Website Contact Form: How to Choose and Set It Up
Introduction
A website contact form may look like a small detail, but in practice it affects much more than simple contact collection.
If the form is inconvenient, some visitors will never submit it. If the form is not connected to a working process, submissions will start getting lost after they are sent. That is why choosing a form should not be based only on appearance. It should also be based on how well it helps your business work with incoming leads.
A good form does more than send a message. It helps turn visitor interest into a lead and then into a manageable sales process.
Why a website form matters
For a visitor, a form is a simple way to contact your company. For a business, it is an entry point into sales.
Through a form, a customer can:
- leave contact details;
- ask a question;
- request a consultation;
- submit an inquiry about a product or service.
Its real value appears only when a proper process starts after submission. Otherwise, it is just another channel where unprocessed inquiries begin to pile up.
Types of website forms
There are several common ways to place forms on a website.
An inline form is embedded directly in the page layout. It works well on landing pages and pages where visitors are expected to submit their information right away.

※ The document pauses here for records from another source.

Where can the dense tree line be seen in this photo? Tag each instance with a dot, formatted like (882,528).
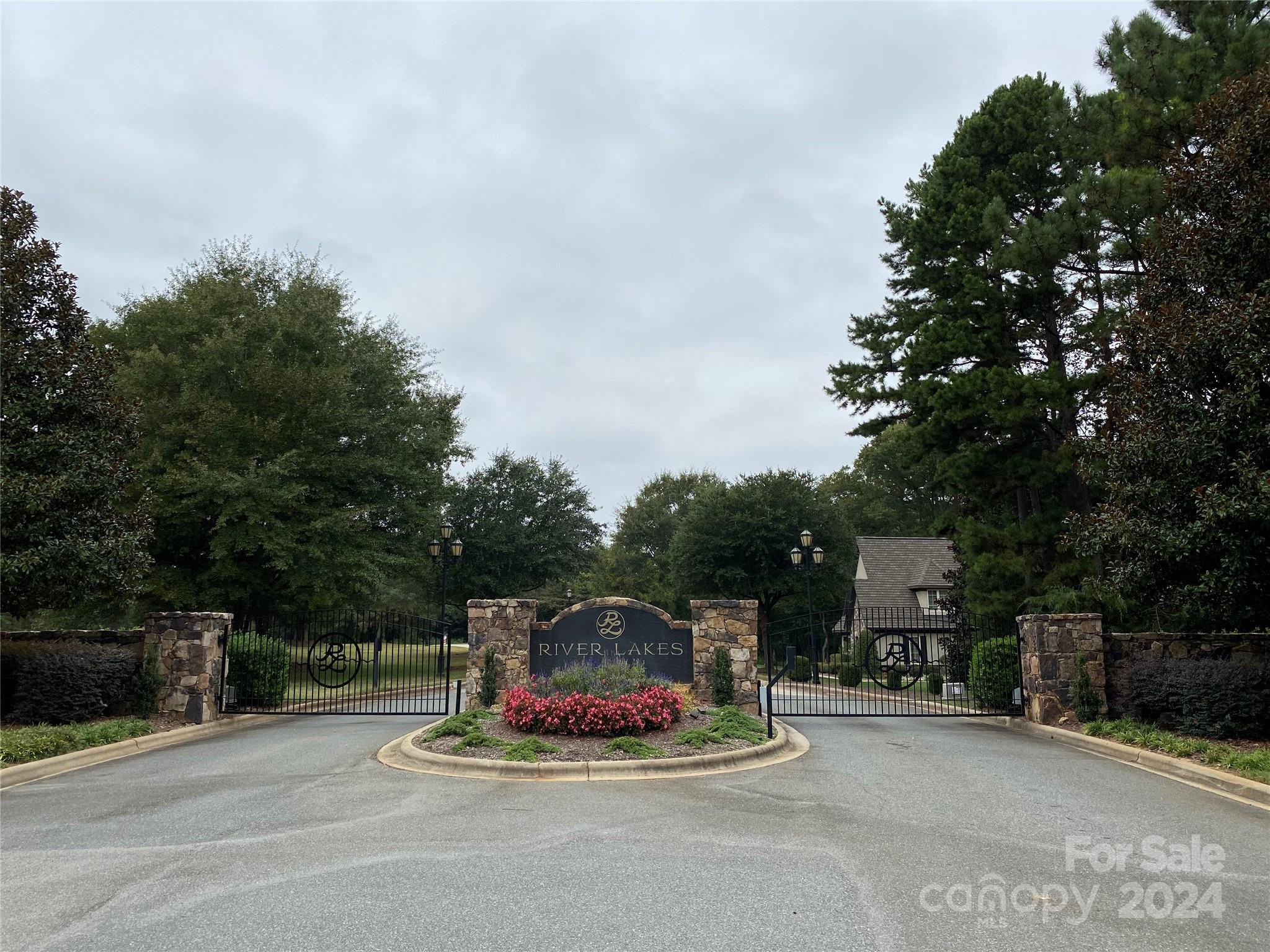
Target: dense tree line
(1067,379)
(1016,258)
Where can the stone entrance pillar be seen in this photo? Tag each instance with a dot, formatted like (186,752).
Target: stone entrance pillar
(733,625)
(191,649)
(1049,645)
(505,624)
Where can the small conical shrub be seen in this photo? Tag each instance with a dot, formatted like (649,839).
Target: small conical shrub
(724,690)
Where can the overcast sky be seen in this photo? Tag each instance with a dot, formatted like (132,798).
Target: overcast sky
(634,232)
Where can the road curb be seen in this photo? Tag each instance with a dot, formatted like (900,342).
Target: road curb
(1175,769)
(404,756)
(75,759)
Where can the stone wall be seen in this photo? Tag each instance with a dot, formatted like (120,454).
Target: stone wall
(191,650)
(733,625)
(1049,644)
(1123,650)
(131,639)
(505,624)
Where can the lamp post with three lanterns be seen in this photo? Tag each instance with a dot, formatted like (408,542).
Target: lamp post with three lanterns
(807,559)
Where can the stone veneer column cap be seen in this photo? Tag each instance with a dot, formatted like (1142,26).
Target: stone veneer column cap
(215,616)
(1061,617)
(614,602)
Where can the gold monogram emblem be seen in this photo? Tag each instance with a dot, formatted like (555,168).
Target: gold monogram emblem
(610,624)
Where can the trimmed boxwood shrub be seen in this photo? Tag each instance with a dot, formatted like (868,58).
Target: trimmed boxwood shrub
(146,684)
(802,669)
(724,690)
(935,683)
(63,682)
(993,672)
(850,674)
(1208,697)
(259,669)
(489,678)
(863,656)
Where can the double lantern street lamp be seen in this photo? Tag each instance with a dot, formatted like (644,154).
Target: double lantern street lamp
(447,550)
(807,559)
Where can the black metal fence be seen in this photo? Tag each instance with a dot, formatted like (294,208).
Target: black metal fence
(893,662)
(338,662)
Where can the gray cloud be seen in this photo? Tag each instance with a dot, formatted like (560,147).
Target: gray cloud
(636,232)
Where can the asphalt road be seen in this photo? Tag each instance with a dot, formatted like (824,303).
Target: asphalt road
(293,837)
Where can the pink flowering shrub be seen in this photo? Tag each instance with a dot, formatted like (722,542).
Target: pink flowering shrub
(651,707)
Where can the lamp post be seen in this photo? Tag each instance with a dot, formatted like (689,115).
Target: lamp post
(807,559)
(447,551)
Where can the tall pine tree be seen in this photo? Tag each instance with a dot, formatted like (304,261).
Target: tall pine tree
(74,530)
(1015,258)
(1185,452)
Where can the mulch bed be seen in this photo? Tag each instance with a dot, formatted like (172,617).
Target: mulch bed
(574,748)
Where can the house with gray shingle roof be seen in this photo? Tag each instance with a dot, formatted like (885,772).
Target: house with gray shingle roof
(902,571)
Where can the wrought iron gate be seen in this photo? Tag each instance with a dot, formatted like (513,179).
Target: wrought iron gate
(893,662)
(337,662)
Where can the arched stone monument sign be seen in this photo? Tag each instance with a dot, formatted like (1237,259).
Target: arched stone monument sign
(605,628)
(597,633)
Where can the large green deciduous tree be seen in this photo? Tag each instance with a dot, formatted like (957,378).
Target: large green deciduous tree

A click-to-open form appears after the visitor presses a button. This format is useful when you want to keep the page clean and avoid filling it with fields from the start.
A widget usually stays visible in the corner of the screen while the visitor browses the site. It works well when people decide to reach out only after reading more of the page.
Each option has its own use case. The right choice depends less on looks and more on how visitors behave on your site.
What to look at when choosing a form
Keep it simple for the visitor
The more difficult the form feels, the less likely people are to finish it.
In many cases, a short form is enough:
- name;
- phone number, email, or another contact method;
- short message.
Every extra field reduces the chance of submission. It is usually better to get the contact and start the conversation than to collect too much information too early.
Make sure it works well on mobile
A large share of visitors will open your site on a phone. If the form is uncomfortable on mobile, your business can lose leads before they are even submitted.
Check whether it is easy to:
- tap into fields;
- enter a phone number;
- read labels and text;
- submit the form without extra friction.
Use a clear call to action
The submit button matters more than it may seem. Its wording should be clear and match the visitor’s expectation.
For example:
- “Send request”
- “Get consultation”
- “Contact us”
Vague or weak wording tends to perform worse.
Protect the form from spam
If the form is open to everyone, unwanted submissions will eventually appear.
It helps to think about protection early:
- hidden fields for bots;
- limits on repeated submissions;
- checks for suspicious requests.
This is important not only for cleaner data, but also for protecting your team’s time.
Make sure it connects to CRM
This is one of the most important points.
If form data only goes to email, your team goes back to manual handling. If the submission goes straight into CRM, it becomes easier to assign responsibility, track progress, and avoid losing leads.
That is why the choice of a form should not be based only on interface. It should also be based on how well the form fits your sales process.
Common mistakes
When companies add forms to their websites, the same mistakes appear again and again.
Too many fields. The form starts to look like a questionnaire, and more visitors drop off before submitting.
No clarity after submission. The person sends the form but does not understand what will happen next.
A form exists, but no real process exists. Submissions arrive, but then they get scattered across inboxes, messengers, and personal notes.
The same form is used everywhere. Different pages often need different submission scenarios. One page may need a short lead form, another may need a consultation request, and another may work better with a widget.
How to set up a form so it supports sales
Form setup should start with the goal, not with design.
First, define:
- what action you want the visitor to take;
- which pages need the form;
- who will handle submissions;
- where the data should go after submission.
Only after that does it make sense to choose the display format, button text, and number of fields.
A solid basic setup usually includes:
- a short and clear form;
- a convenient opening scenario;
- a success message after submission;
- delivery of the submission into CRM;
- a clearly responsible person inside the team.
That alone is enough to make the form part of a working process instead of just another page element.
How this works in ZoriCRM
In ZoriCRM, forms and widgets help businesses do more than collect inquiries.
Website submissions go into the system, are recorded as leads, and can then be handled inside CRM. This makes it easier to see new inquiries, distribute them among managers, and avoid losing customers after they submit a form.
In this setup, the form is not a separate tool. It becomes part of the overall sales process.
See detailed instructions in the documentation:
- About Forms and Widgets - overview of forms and the widget in ZoriCRM
- Installing a Form - how to add a form to your website
- Widget Setup - how to configure the widget for display on your website
Conclusion
A website contact form is not just a way to collect a contact. It is the point where work with a future customer begins.
When choosing a form, it is worth looking at a few key things:
- how easy it is to fill out;
- how well it works on mobile;
- whether it is protected from spam;
- whether submissions go into CRM;
- whether it helps the team work with leads in practice.
When the form is chosen and set up well, it does more than collect inquiries - it helps turn them into sales.